So… you’ve decided to turn your back on everything that you used to believe, everything that was engraved in your mind since you were a child, every teaching that gave you motivation to be a good person and make wise decisions. Well, to you we say… Congratulations!

Congratulations on the beginning of a new journey of open-mindedness and self-discovery. However, this is not an easy journey. It takes a lot of courage and often results in loss of friendships and abandonment by family members. Frustration, anger, and depression are very common side effects of losing your belief, and this sequela can be seriously dangerous.

This blog has been created so that we can help each other to diminish these unfortunate outcomes and to learn how to truly enjoy this new open-mindedness. If your intention is to find a place to rant about how ridiculous your former religion is, then you need to keep surfing the web. This site is about understanding, healing, and and helping each other find motivation to remain ethical, moral, sane and upright even when your belief system has collapsed.

What NOT to do

After leaving a religion, people too often do really stupid things. What are your experiences and ideas on things to avoid.

4 comments:

Lost Faith New Hope said...

Don’t start doing EVERYTHING your previous religion restricted you from doing. Although going through adolescence was awesome, this journey doesn’t need to be entitled Puberty Part II. Some of those restrictions probably had some sort of value. I think it’s good to think about what values you still admire in other people and in yourself (if your first thought is none, just keep thinking). Some of those values may be worth keeping.

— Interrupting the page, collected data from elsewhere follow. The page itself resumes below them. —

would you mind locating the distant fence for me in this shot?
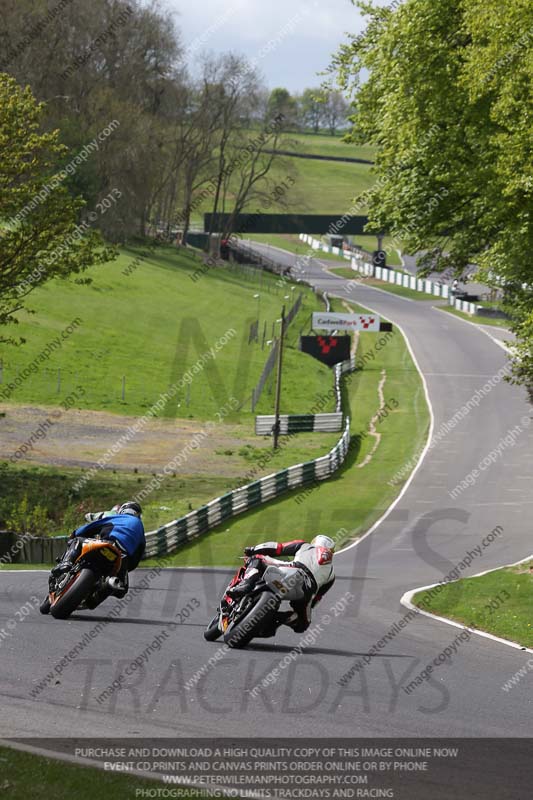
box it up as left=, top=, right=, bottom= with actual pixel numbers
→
left=255, top=412, right=344, bottom=435
left=251, top=340, right=279, bottom=412
left=299, top=233, right=373, bottom=266
left=250, top=292, right=303, bottom=412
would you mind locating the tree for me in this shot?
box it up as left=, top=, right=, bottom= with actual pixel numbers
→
left=0, top=73, right=113, bottom=343
left=332, top=0, right=533, bottom=387
left=300, top=88, right=326, bottom=133
left=322, top=90, right=349, bottom=136
left=0, top=0, right=184, bottom=240
left=267, top=87, right=298, bottom=130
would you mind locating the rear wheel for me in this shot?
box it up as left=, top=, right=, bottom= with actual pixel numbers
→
left=223, top=592, right=278, bottom=649
left=203, top=614, right=222, bottom=641
left=50, top=568, right=96, bottom=620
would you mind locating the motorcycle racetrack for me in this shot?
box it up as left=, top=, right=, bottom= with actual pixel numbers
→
left=2, top=252, right=532, bottom=766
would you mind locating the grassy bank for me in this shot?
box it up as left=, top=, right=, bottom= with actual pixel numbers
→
left=188, top=133, right=376, bottom=222
left=145, top=299, right=430, bottom=567
left=439, top=306, right=512, bottom=329
left=411, top=561, right=533, bottom=648
left=0, top=246, right=331, bottom=420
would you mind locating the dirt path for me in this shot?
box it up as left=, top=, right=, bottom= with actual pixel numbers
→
left=0, top=404, right=268, bottom=477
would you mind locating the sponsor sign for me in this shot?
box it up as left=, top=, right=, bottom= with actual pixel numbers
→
left=312, top=312, right=381, bottom=332
left=300, top=335, right=351, bottom=366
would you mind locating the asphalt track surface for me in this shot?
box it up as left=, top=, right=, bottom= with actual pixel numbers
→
left=2, top=246, right=532, bottom=752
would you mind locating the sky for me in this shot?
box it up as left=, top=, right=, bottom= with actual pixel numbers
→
left=168, top=0, right=367, bottom=93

If you choose to do some “used-to-could-nots,” I recommend not doing any of them in front of family or friends that are believers of your former belief system. The easiest way to create a wall between yourself and other people is to offend them. At least give it some time, you just may be able to salvage some relationships by avoiding any further offence. Hell, they just found out we have left everything they still believe in. Allow some time for this to soak in a bit. For some people, the fact that we left is going to be too much to maintain a relationship. For many, it will change the relationship. But I think we should do our best to keep what we can. Life is all about relationships.

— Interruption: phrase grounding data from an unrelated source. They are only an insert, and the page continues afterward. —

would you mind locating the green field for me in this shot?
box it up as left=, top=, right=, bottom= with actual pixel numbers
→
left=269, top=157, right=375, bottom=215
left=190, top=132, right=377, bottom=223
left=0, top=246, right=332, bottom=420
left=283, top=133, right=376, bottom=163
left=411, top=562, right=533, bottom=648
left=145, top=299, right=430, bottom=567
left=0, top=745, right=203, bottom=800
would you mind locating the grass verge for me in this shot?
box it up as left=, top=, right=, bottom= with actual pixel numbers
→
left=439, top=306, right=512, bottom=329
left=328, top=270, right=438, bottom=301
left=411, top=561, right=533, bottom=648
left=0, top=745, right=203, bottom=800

Lost Faith New Hope said...

Don’t spend much time and energy becoming Anti. I don’t feel that this is a good way of getting anger out, since it often only fuels it more. One of the things that bothered me the most about my former religion is how the members put themselves above non-members without even realizing it. Just because we are now more open-minded doesn’t mean we’ve earned the right to talk down to others.

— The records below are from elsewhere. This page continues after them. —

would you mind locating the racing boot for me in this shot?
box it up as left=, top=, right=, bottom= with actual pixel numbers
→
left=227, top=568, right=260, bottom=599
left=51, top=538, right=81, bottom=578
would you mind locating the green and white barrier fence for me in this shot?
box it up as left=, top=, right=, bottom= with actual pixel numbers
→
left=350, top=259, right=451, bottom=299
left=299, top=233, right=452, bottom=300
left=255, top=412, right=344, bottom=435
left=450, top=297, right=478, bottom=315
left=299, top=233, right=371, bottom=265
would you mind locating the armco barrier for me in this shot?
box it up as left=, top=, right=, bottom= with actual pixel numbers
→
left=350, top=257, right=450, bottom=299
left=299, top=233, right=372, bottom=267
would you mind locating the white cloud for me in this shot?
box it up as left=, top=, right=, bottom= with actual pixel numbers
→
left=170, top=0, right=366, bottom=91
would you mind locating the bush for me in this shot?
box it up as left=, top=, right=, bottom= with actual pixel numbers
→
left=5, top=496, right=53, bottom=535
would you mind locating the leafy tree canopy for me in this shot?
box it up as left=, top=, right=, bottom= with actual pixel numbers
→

Lost Faith New Hope said...

Don’t try to hurry and latch on to a new religion. The idea of a new religion, maybe one similar to the former one, may sound comforting. The fact that we are now thinking more on our own, though, will likely lead to the realization that there are major faults in almost every religion. This doesn’t necessarily mean that we should never join another religion, but I think a better approach is to start by stripping out all belief and then building from there. Check out the Belief-O-Matic quiz at beliefnet.com and really think about the options. Don’t choose any option simply because it is aligned with the beliefs of your previous religion. Start out with a clean slate. For me, anyway, this was pretty phenomenal to realize I could now choose to believe whatever I want.

Anonymous said...

This may sound a little odd, but I’d encourage not to stop reading all materials from your previous religion. Like with any two-sided issue, it’s better to be well informed on both sides. Of course, we can open up to new books with new ideas now too.